Hordes of American men are seeking anti-depressant prescriptions from their doctors after learning the NFL season came to an end Sunday night.
Apparently, the phenomenon—known by most as “February”—strikes annually. The affliction lasts from the week after the Super Bowl until the second week of March, coinciding with the beginning of the NCAA men’s basketball tournament.
Psychologist Frank Bauman explained the malady.
“At first, guys just think they’re really hung-over from their Super Bowl party. They report wandering aimlessly in front of their televisions, ultimately feeling unfulfilled,” he said. “It’s not usually until Valentine’s Day that they realize they’re spending more time with their wives or girlfriends. Then the misery really sets in.”

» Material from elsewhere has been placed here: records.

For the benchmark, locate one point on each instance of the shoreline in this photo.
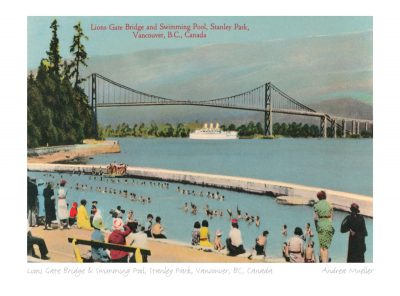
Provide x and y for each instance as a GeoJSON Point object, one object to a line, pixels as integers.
{"type": "Point", "coordinates": [69, 153]}
{"type": "Point", "coordinates": [285, 193]}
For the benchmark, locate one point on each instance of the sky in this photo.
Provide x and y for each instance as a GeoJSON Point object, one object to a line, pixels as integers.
{"type": "Point", "coordinates": [120, 42]}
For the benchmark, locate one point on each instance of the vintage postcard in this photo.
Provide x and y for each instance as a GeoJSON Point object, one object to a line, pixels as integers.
{"type": "Point", "coordinates": [200, 139]}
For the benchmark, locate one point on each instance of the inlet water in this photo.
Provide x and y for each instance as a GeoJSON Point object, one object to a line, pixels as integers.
{"type": "Point", "coordinates": [338, 164]}
{"type": "Point", "coordinates": [168, 204]}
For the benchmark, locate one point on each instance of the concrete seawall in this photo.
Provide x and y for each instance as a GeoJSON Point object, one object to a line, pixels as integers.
{"type": "Point", "coordinates": [285, 193]}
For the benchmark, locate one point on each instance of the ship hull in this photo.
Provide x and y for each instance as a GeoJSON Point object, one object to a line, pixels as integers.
{"type": "Point", "coordinates": [212, 136]}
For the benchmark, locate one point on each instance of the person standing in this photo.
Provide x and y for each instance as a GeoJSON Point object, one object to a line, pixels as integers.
{"type": "Point", "coordinates": [62, 208]}
{"type": "Point", "coordinates": [196, 234]}
{"type": "Point", "coordinates": [157, 229]}
{"type": "Point", "coordinates": [49, 206]}
{"type": "Point", "coordinates": [355, 225]}
{"type": "Point", "coordinates": [99, 254]}
{"type": "Point", "coordinates": [323, 214]}
{"type": "Point", "coordinates": [118, 237]}
{"type": "Point", "coordinates": [234, 242]}
{"type": "Point", "coordinates": [32, 203]}
{"type": "Point", "coordinates": [82, 217]}
{"type": "Point", "coordinates": [205, 235]}
{"type": "Point", "coordinates": [295, 247]}
{"type": "Point", "coordinates": [41, 210]}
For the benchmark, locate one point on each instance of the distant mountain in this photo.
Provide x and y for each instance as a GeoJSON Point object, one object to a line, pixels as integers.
{"type": "Point", "coordinates": [345, 107]}
{"type": "Point", "coordinates": [311, 70]}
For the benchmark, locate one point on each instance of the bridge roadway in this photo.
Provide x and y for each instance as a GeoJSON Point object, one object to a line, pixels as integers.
{"type": "Point", "coordinates": [227, 106]}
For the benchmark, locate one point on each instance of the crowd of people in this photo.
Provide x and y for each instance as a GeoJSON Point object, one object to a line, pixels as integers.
{"type": "Point", "coordinates": [298, 248]}
{"type": "Point", "coordinates": [59, 214]}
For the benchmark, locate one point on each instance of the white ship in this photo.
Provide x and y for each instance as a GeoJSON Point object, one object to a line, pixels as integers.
{"type": "Point", "coordinates": [212, 133]}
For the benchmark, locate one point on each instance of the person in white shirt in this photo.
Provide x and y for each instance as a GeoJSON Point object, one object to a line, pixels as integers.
{"type": "Point", "coordinates": [234, 242]}
{"type": "Point", "coordinates": [140, 242]}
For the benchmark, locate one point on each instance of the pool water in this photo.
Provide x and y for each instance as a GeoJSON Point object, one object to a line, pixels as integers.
{"type": "Point", "coordinates": [168, 203]}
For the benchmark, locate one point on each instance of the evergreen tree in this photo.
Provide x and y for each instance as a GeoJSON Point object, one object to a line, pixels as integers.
{"type": "Point", "coordinates": [53, 54]}
{"type": "Point", "coordinates": [80, 56]}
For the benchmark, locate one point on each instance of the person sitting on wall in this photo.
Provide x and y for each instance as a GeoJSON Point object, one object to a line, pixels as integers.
{"type": "Point", "coordinates": [234, 242]}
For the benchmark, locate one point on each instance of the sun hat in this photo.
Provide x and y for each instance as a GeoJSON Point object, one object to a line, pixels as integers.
{"type": "Point", "coordinates": [118, 224]}
{"type": "Point", "coordinates": [98, 221]}
{"type": "Point", "coordinates": [321, 195]}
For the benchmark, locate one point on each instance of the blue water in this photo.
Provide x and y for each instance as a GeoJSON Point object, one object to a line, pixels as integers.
{"type": "Point", "coordinates": [168, 204]}
{"type": "Point", "coordinates": [336, 164]}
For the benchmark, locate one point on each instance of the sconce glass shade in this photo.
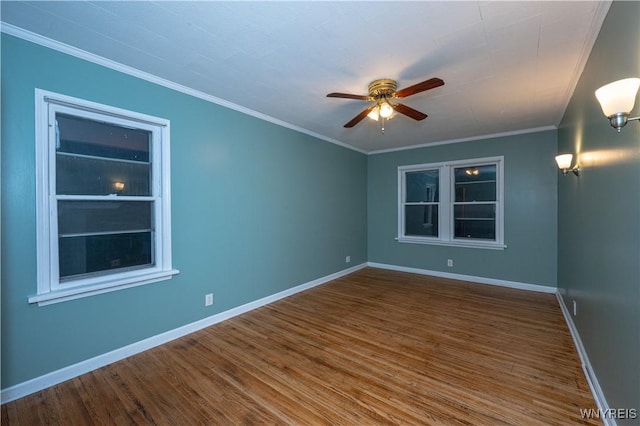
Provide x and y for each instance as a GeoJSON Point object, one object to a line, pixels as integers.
{"type": "Point", "coordinates": [618, 97]}
{"type": "Point", "coordinates": [386, 110]}
{"type": "Point", "coordinates": [564, 161]}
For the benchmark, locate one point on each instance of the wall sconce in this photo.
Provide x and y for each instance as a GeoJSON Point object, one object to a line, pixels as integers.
{"type": "Point", "coordinates": [617, 99]}
{"type": "Point", "coordinates": [564, 164]}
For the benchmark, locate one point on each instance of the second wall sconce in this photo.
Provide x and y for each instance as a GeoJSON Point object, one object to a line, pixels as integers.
{"type": "Point", "coordinates": [564, 164]}
{"type": "Point", "coordinates": [617, 99]}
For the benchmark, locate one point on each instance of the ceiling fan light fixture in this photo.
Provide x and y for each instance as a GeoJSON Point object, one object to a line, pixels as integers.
{"type": "Point", "coordinates": [386, 109]}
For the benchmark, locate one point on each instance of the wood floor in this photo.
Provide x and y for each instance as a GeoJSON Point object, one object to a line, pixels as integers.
{"type": "Point", "coordinates": [375, 347]}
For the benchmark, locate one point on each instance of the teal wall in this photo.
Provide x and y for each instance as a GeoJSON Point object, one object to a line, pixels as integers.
{"type": "Point", "coordinates": [530, 210]}
{"type": "Point", "coordinates": [257, 208]}
{"type": "Point", "coordinates": [599, 215]}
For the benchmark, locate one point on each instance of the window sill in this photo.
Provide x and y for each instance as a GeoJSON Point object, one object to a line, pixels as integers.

For the last five years, drug makers have reported record sales of anti-depressants during the 30-day period. Bauman explained the spike.

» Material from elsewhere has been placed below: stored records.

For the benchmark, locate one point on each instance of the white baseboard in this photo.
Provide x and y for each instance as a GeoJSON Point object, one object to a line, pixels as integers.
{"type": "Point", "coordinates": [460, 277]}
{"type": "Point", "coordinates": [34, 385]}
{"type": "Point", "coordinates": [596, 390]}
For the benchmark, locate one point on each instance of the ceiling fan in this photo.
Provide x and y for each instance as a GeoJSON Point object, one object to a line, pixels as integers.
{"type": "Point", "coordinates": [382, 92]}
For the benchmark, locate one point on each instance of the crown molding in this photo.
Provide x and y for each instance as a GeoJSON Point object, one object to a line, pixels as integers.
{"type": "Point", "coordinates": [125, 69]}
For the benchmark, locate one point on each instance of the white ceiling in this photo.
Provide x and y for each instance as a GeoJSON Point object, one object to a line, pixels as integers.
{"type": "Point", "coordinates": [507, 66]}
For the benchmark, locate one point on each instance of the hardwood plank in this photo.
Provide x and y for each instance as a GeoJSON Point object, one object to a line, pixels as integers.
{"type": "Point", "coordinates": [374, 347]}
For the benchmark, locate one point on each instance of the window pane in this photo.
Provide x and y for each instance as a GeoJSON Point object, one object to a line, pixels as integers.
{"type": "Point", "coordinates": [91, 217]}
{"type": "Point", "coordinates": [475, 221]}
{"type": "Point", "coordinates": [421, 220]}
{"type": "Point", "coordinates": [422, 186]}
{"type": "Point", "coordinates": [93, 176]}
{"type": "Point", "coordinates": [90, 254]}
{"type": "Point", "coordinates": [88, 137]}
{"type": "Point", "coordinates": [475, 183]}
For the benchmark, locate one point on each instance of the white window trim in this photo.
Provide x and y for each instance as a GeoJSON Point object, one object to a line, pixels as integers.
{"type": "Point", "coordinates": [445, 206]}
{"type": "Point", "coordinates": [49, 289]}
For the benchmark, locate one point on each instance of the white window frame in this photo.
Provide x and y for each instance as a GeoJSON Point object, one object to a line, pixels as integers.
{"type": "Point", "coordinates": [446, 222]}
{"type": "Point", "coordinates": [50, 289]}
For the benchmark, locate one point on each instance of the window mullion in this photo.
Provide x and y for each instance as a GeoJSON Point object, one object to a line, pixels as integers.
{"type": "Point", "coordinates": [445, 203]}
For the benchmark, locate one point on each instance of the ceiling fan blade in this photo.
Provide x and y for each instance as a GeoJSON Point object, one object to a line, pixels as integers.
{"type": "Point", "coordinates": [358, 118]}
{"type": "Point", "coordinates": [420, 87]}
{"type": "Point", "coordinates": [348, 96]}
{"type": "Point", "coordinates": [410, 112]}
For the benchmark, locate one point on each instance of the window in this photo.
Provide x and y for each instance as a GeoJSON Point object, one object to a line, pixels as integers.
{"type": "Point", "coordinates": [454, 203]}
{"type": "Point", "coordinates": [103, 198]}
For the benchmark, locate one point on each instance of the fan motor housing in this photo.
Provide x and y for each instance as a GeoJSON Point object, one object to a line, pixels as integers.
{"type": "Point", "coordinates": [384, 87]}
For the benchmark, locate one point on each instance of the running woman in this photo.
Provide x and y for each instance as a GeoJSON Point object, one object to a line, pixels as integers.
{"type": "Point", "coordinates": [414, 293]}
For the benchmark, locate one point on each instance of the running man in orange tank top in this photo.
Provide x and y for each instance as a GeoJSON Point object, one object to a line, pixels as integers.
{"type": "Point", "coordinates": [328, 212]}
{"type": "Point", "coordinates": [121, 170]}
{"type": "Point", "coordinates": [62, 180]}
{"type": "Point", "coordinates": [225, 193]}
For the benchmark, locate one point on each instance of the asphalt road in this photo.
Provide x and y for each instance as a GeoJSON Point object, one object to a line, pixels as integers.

“It’s pretty much all a doctor can do. I’ve tried suggesting the Daytona 500 or the NBA All-Star game, but I’ve actually had patients kill themselves after being subjected to such mediocre entertainment.”
Chicago native Jerry Haplet first realized the depression after last year’s Super Bowl.
“Yeah, I actually thought I was just bummed because the Packers won. Then for a while, I thought I was depressed because Jim Hendry was still running the Cubs,” he said. “Then I realized I just missed watching grown men beat the hell out of each other like modern day gladiators.”
Since then, Haplet has been treating himself for the condition.
“I usually take a Prozac or two, chase it with a few beers, and fall asleep on the couch while my wife watches ‘House Hunters’,” said Haplet. “I’ve come to accept it as a fact of life. Plus it’s a great way for me to have an excuse to abandon my family when the NCAA tournament begins!”